A comparative analysis of the chromatin accessibility in muscle, liver, and hypothalamus of Bos indicus cattle revealed new insights into the tissue-specific regulation of gene expression with an unprecedented level of accuracy. The integration of transcriptomic data allowed us to indicate, more accurately, possible targets of master regulators in each tissue, including a prediction of their biding sites. Furthermore, the indication of indicine-specific open chromatin regions provides a promising avenue to exploit molecular mechanisms to artificial selection for traits of relevance to the adaptation to tropical and subtropical climates.
Collection of tissue and generation of ATAC-seq libraries
Liver, hypothalamus, and muscle samples were collected from three unrelated, post-pubertal Brahman heifers of similar age and weight as previously described [21,22,23]. Heifers used in this study were managed, handled, and euthanized as per approval of the Animal Ethics Committee of the University of Queensland, Production and Companion Animal group (certificate number QAAFI/279/12). After slaughter, tissue samples were collected as fast as possible and stored at − 80 °C.
ATAC-seq libraries were prepared from frozen tissues using the Omni-ATAC method  with the following modifications. Frozen tissue (20 mg) was ground in liquid nitrogen using a mortar and pestle. The pulverized tissue was transferred to a pre-chilled 2 ml Dounce homogenizer containing 1 ml cold 1× homogenization buffer and homogenized with the pestle until a uniform suspension was seen (10–20 strokes).
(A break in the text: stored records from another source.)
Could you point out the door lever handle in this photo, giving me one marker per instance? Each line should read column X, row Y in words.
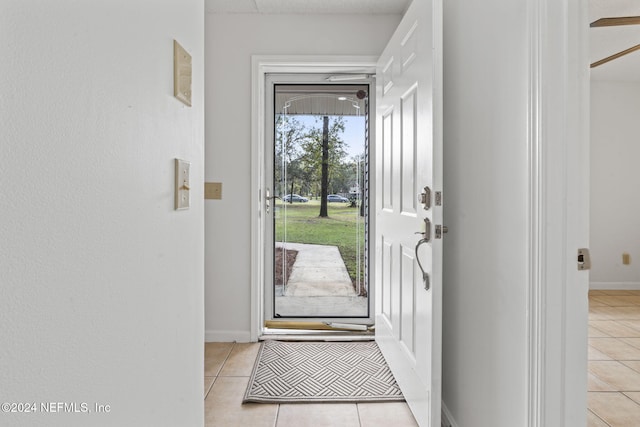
column 425, row 275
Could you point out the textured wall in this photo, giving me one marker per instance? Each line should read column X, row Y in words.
column 615, row 205
column 101, row 280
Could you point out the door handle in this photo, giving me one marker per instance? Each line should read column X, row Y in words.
column 425, row 275
column 268, row 198
column 426, row 237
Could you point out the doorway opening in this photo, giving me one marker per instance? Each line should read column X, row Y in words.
column 317, row 179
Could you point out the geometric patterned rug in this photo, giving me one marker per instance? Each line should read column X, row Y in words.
column 296, row 372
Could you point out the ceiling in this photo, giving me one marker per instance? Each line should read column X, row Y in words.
column 606, row 41
column 308, row 7
column 603, row 41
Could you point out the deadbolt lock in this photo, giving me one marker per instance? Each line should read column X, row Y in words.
column 425, row 198
column 584, row 259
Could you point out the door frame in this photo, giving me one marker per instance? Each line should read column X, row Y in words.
column 558, row 140
column 261, row 65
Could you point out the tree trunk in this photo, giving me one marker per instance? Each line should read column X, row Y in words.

The homogenate was filtered with a 40-μM nylon cell strainer (BD Falcon) before layering onto the iodixanol solution as described previously . The ratio of nuclei to enzyme concentration was optimized for each sample by performing transposition reactions containing 50,000, 100,000, and 200,000 nuclei with 2.5 μl of tagment enzyme in 50 μl of transposition mix . The transposed DNA was amplified with custom primers as previously described . Amplified libraries were purified using Agencourt AMPure XP beads (Beckman Coulter) and quality controlled using a Bioanalyser High Sensitivity DNA Analysis kit (Agilent). ATAC-seq libraries were sequenced at IMB sequencing facility (University of Queensland) on an Illumina NextSeq 150 cycle (2X 75 bp). Three biological replicates were performed per tissue. This dataset is publicly available at NCBI Gene Expression Omnibus (GEO) under the accession number GSE182909 . All assays were performed according to FAANG guidelines and recommendations, available at http://www.faang.org. The detailed protocol used in ATAC-seq is available at https://data.faang.org/protocol/samples/ROSLIN_SOP_ATAC_Seq_DNAIsolationandTagmentation_Frozen_Muscle_Tissue_20200720.pdf.
Mapping and ATAC-seq peak calling
ATAC-seq data processing and alignment was completed using the Harvard pipeline (https://informatics.fas.harvard.edu/atac-seq-guidelines.html). First, reads quality was accessed using the tool FastQC (https://www.bioinformatics.babraham.ac.uk/projects/fastqc/). After checking no adapter contamination existed, sample reads were aligned to the cattle reference genome (ARS-UCD1.2) using HISAT2 v2.1.0 with -k 10 to allow for multiple alignments . Summary mapping statistics were performed using Samtools flagstat (v1.9) .
Peak calling was performed using the tool Genrich v0.6.1 (available at https://github.com/jsh58/Genrich) including all biological replicates per tissue and parameters -j (ATAC-seq mode) -r (remove PCR duplicates) -e MT (to exclude mitochondrial chromosome) -p 0.01 (p value). Genrich analyzes reads that map to multiple locations in the genome by adding a fractional count to each location, allowing for peak detection in regions that are otherwise inaccessible to the assay. Moreover, it calls peaks for multiple biological replicates collectively by first analyzing the replicates separately and then combining the multiple replicates’ p values at each genomic position using Fisher’s method to identify significant consensus peaks per tissue.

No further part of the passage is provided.